Wachovia's problems with Golden West—which could leave both earnings and Wachovia's stock price in the ditch for several years—could be reason enough for Mack to look abroad for a capital infusion. Among the possible candidates: HSBC and China's Citic International Financial Holdings. Mack and Wachovia CEO Bob Steel do share a few tribal bonds: Both are North Carolina natives who went to Duke University and then spent their careers on Wall Street, albeit at different firms.
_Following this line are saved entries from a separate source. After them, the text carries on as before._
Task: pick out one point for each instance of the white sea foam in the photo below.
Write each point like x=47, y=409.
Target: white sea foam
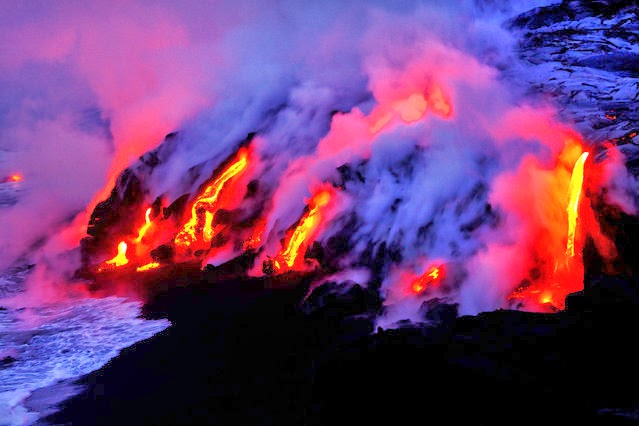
x=62, y=341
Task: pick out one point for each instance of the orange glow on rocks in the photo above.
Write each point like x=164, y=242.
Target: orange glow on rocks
x=200, y=227
x=302, y=235
x=430, y=278
x=558, y=272
x=120, y=259
x=145, y=227
x=148, y=266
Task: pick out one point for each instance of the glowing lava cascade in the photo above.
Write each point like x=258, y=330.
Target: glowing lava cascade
x=197, y=231
x=448, y=188
x=298, y=239
x=199, y=228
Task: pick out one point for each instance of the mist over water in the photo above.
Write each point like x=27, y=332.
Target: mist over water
x=434, y=156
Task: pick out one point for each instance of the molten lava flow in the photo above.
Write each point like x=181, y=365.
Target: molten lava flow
x=120, y=259
x=148, y=266
x=574, y=190
x=431, y=277
x=144, y=227
x=303, y=233
x=200, y=224
x=561, y=272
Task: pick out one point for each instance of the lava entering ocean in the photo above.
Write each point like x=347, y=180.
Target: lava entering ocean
x=414, y=154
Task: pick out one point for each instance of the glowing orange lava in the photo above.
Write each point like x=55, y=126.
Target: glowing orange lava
x=144, y=227
x=148, y=266
x=563, y=272
x=303, y=233
x=120, y=259
x=200, y=226
x=431, y=277
x=574, y=190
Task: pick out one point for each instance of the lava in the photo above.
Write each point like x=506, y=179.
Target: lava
x=431, y=277
x=120, y=259
x=148, y=266
x=574, y=189
x=303, y=233
x=200, y=226
x=144, y=227
x=562, y=273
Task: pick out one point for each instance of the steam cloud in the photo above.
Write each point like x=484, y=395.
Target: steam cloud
x=450, y=157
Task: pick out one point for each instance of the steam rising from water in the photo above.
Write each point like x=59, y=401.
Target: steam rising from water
x=402, y=106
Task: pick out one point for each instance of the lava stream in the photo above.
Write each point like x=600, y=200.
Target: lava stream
x=303, y=233
x=574, y=189
x=200, y=225
x=430, y=278
x=144, y=227
x=120, y=259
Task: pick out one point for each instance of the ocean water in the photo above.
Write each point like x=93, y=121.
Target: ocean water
x=49, y=345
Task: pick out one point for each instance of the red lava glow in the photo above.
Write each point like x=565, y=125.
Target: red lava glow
x=120, y=259
x=200, y=228
x=145, y=227
x=574, y=191
x=411, y=108
x=562, y=275
x=303, y=234
x=432, y=277
x=148, y=266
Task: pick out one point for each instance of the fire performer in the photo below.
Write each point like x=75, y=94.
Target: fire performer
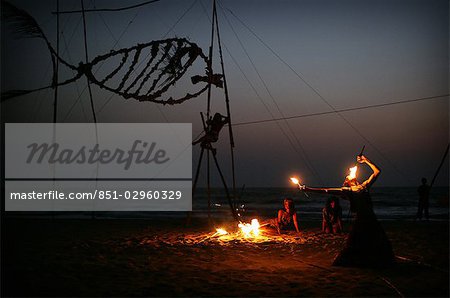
x=367, y=244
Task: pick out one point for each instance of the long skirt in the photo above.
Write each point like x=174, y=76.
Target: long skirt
x=367, y=246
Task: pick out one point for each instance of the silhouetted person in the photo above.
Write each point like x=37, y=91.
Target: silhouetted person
x=332, y=216
x=286, y=218
x=213, y=127
x=367, y=244
x=424, y=194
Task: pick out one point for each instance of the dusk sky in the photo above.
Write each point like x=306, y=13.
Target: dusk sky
x=351, y=53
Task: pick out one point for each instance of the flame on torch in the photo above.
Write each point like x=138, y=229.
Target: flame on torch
x=352, y=173
x=221, y=231
x=251, y=229
x=295, y=180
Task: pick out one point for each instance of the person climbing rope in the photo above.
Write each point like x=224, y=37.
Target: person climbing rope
x=213, y=127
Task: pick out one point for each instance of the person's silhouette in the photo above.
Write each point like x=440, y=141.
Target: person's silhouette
x=424, y=193
x=213, y=128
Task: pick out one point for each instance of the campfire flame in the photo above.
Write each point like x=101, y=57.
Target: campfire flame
x=221, y=231
x=352, y=174
x=250, y=229
x=295, y=180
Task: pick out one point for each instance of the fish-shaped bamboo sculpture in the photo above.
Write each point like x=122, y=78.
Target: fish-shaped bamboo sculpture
x=164, y=63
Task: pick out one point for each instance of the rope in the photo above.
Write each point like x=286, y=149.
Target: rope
x=322, y=98
x=87, y=59
x=303, y=152
x=342, y=110
x=106, y=9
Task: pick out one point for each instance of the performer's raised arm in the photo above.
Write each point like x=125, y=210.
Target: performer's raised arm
x=376, y=171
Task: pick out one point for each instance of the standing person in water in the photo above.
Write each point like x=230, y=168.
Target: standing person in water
x=286, y=217
x=367, y=244
x=424, y=194
x=332, y=216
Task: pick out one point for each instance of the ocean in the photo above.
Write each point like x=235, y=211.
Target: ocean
x=390, y=203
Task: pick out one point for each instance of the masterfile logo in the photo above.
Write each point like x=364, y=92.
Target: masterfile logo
x=105, y=150
x=140, y=152
x=98, y=167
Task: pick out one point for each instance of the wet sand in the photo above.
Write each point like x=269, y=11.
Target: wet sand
x=167, y=257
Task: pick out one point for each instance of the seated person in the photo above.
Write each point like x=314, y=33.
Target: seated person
x=332, y=216
x=287, y=218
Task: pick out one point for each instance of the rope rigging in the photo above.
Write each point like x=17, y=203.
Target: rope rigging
x=169, y=61
x=302, y=152
x=334, y=110
x=343, y=110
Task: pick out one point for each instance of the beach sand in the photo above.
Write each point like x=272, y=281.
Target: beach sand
x=167, y=257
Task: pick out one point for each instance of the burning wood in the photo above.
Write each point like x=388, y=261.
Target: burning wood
x=250, y=230
x=295, y=180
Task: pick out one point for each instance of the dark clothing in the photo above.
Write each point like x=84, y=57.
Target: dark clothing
x=424, y=193
x=331, y=218
x=367, y=244
x=214, y=126
x=286, y=220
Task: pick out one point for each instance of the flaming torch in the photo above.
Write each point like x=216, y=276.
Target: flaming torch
x=295, y=181
x=352, y=173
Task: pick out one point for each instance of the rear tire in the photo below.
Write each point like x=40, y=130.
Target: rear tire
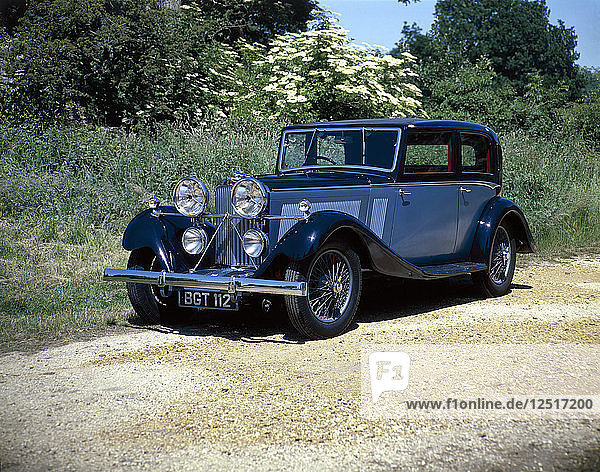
x=148, y=303
x=334, y=282
x=496, y=280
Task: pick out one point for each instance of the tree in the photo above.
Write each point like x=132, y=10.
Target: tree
x=515, y=35
x=320, y=75
x=253, y=20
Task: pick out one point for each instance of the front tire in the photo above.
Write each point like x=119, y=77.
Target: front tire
x=496, y=280
x=149, y=304
x=334, y=282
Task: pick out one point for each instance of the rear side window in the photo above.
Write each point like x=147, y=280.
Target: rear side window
x=428, y=152
x=476, y=153
x=380, y=148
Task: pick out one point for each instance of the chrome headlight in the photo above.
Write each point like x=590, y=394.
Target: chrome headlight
x=254, y=242
x=190, y=196
x=194, y=240
x=248, y=197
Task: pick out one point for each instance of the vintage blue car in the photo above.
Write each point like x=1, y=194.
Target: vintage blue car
x=410, y=198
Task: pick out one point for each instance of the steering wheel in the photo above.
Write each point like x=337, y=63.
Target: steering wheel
x=326, y=159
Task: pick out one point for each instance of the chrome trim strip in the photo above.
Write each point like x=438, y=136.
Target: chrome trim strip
x=378, y=211
x=445, y=182
x=227, y=284
x=335, y=187
x=392, y=184
x=350, y=207
x=341, y=166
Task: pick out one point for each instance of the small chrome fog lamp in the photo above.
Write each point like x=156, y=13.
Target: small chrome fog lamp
x=304, y=206
x=153, y=202
x=254, y=242
x=190, y=196
x=194, y=240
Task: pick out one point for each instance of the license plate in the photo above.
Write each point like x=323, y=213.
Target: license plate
x=212, y=300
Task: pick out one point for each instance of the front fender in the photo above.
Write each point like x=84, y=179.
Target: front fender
x=161, y=234
x=307, y=236
x=505, y=211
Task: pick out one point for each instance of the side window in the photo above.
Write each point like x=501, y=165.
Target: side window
x=295, y=145
x=380, y=148
x=476, y=153
x=428, y=152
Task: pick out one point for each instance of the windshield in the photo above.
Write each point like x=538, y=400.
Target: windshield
x=359, y=147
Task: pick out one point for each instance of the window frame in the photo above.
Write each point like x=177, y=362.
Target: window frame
x=400, y=133
x=495, y=165
x=430, y=176
x=492, y=158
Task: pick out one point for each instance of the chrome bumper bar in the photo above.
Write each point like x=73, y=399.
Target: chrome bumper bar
x=230, y=284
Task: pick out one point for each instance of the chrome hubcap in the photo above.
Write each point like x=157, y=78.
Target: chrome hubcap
x=329, y=286
x=500, y=257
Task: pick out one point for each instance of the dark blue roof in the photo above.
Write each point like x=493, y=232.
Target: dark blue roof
x=397, y=122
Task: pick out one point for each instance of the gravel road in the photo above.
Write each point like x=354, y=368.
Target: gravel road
x=241, y=392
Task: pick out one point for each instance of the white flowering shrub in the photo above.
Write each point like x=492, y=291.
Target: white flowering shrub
x=321, y=75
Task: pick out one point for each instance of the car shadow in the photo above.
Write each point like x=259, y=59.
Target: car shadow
x=383, y=298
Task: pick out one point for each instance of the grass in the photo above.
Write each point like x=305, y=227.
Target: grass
x=66, y=195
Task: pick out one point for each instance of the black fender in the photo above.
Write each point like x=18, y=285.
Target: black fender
x=305, y=238
x=505, y=211
x=162, y=234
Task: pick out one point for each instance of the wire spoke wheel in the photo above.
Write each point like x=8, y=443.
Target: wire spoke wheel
x=496, y=280
x=500, y=257
x=334, y=281
x=329, y=285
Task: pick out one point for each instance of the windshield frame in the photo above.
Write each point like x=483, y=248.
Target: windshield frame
x=330, y=167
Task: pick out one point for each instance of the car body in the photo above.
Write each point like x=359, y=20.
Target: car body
x=411, y=198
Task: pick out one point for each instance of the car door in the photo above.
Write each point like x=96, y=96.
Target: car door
x=426, y=210
x=478, y=185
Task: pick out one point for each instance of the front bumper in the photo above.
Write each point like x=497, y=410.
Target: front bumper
x=230, y=284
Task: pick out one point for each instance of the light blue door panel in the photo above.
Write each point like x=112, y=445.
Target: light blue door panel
x=425, y=220
x=472, y=199
x=380, y=218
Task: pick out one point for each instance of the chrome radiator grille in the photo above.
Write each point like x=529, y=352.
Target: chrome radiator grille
x=228, y=244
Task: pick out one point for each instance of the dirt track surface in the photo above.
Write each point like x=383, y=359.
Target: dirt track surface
x=242, y=392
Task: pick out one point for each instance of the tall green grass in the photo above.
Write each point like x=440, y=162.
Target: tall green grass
x=557, y=185
x=66, y=195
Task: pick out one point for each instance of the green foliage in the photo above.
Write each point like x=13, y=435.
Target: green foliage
x=252, y=20
x=472, y=93
x=125, y=61
x=516, y=37
x=67, y=193
x=320, y=75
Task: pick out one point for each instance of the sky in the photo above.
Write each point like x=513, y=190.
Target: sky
x=380, y=21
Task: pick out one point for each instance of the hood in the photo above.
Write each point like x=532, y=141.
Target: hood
x=320, y=180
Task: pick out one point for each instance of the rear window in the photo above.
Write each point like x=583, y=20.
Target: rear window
x=475, y=152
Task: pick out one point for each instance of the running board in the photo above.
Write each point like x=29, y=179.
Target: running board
x=449, y=270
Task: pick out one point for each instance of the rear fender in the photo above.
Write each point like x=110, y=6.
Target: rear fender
x=501, y=211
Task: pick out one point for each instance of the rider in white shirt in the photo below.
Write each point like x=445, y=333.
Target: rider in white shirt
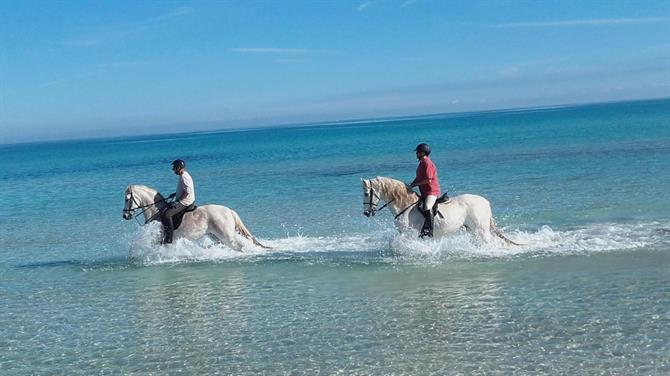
x=184, y=198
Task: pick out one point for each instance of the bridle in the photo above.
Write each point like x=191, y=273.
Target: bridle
x=372, y=206
x=131, y=209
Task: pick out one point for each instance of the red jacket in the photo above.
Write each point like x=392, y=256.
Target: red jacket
x=427, y=170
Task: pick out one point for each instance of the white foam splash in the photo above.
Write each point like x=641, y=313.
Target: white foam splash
x=594, y=238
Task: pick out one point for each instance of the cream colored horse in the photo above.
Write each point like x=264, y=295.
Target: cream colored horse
x=467, y=211
x=216, y=220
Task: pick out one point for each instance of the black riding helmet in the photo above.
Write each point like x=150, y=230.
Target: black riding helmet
x=423, y=148
x=178, y=163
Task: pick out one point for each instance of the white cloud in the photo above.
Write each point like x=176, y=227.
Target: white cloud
x=586, y=22
x=287, y=61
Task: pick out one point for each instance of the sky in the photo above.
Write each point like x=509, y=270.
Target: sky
x=71, y=69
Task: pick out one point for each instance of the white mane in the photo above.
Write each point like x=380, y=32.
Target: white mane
x=395, y=190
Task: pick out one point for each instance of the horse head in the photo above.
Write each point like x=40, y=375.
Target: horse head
x=370, y=198
x=130, y=204
x=143, y=198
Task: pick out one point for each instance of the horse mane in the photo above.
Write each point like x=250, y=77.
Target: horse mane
x=152, y=192
x=397, y=191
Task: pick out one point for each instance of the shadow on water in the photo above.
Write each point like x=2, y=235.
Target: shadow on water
x=104, y=264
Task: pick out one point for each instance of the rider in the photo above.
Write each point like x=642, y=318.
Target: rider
x=426, y=180
x=185, y=197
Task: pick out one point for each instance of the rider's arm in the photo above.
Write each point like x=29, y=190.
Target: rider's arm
x=421, y=182
x=416, y=182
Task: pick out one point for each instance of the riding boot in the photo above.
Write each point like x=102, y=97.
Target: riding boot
x=167, y=235
x=427, y=229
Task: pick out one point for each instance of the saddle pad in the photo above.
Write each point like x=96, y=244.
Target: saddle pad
x=176, y=220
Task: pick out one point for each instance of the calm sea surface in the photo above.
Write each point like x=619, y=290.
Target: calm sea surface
x=586, y=188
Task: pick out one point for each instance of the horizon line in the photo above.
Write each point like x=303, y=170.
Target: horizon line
x=319, y=123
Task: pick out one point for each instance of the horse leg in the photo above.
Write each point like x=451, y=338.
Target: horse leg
x=226, y=235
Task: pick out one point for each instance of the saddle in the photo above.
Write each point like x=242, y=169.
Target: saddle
x=176, y=220
x=440, y=200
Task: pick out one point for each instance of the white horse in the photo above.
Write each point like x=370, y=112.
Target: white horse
x=216, y=220
x=467, y=211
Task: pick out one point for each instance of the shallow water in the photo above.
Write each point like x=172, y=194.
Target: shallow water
x=585, y=189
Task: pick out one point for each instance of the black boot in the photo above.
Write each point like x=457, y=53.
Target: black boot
x=427, y=229
x=167, y=235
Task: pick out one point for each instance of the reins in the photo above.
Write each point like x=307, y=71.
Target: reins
x=407, y=208
x=374, y=204
x=144, y=209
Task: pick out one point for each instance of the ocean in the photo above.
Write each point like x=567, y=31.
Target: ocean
x=584, y=188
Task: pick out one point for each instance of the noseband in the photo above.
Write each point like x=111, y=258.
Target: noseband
x=131, y=210
x=373, y=205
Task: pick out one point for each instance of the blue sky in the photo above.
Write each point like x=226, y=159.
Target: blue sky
x=87, y=69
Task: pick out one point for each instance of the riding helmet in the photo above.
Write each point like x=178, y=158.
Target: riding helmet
x=178, y=163
x=423, y=148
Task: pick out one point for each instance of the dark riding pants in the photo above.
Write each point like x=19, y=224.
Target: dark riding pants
x=168, y=223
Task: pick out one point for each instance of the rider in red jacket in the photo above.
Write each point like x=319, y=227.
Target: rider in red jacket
x=429, y=186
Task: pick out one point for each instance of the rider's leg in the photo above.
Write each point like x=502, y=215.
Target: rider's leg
x=428, y=216
x=168, y=227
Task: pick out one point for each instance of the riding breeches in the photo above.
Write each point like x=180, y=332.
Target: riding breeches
x=429, y=202
x=173, y=210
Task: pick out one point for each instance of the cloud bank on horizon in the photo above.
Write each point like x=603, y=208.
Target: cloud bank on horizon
x=95, y=69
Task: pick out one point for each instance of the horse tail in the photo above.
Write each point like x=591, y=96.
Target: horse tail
x=244, y=231
x=497, y=231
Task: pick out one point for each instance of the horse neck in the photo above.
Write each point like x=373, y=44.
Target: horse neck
x=147, y=196
x=395, y=192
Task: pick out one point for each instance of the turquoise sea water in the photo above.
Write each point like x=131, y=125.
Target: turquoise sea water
x=585, y=188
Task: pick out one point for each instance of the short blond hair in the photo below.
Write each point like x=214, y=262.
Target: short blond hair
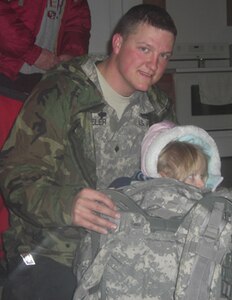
x=179, y=159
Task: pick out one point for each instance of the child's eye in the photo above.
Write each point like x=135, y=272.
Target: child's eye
x=144, y=49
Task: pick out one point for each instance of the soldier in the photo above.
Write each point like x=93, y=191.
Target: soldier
x=81, y=127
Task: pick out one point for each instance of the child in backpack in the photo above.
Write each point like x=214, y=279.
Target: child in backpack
x=150, y=255
x=186, y=153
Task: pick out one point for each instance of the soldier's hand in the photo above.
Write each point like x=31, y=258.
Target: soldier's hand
x=88, y=204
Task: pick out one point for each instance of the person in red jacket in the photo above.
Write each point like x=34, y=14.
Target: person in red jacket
x=36, y=35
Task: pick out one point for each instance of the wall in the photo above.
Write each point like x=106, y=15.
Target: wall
x=197, y=20
x=105, y=14
x=200, y=20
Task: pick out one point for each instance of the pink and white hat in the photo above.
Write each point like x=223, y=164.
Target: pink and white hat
x=160, y=134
And though many analysts expected Steel wouldn't broach a merger until he had time to mend Wachovia's balance sheet, a chance to merge with Morgan Stanley—or even his old colleagues at Goldman Sachs—could be too tempting to pass on. In a Sept. 16 appearance on CNBC's Mad Money with Jim Cramer, Steel signaled that he'd be open to a merger. "We have a great future as an independent company, but we're a public company," he said. "So we're going to do what's right for shareholders. I can promise you that. But we're also focused on the very exciting prospects when we get things right going forward."
Years ago, banks and savings and loans lobbied for the right to grow nationally by arguing that it would give them the geographic diversity to ride out a local economic crisis, like the oil bust that doomed Texas banks in the late 1980s. But that didn't help players like Washington Mutual that became too dependent on one product—mortgages—as it suffered losses from its home loans in California and Florida. That means that regulators and bankers alike are now concluding the best defense is to build financial institutions that are as big, and as diversified, as possible. "The winning business is going to the universal bank model, similar to that in Europe and Asia," says Bob Ellis, senior vice-president at Celent, a Boston-based consulting firm that specializes in financial services. "You'll have a strong retail bank, a retail brokerage, and an investment bank. That's the winning model—by design or default," Ellis says. "The lesson I'm learning from WaMu is that it's dangerous to be a one-trick pony."
Foust is chief of BusinessWeek's Atlanta bureau.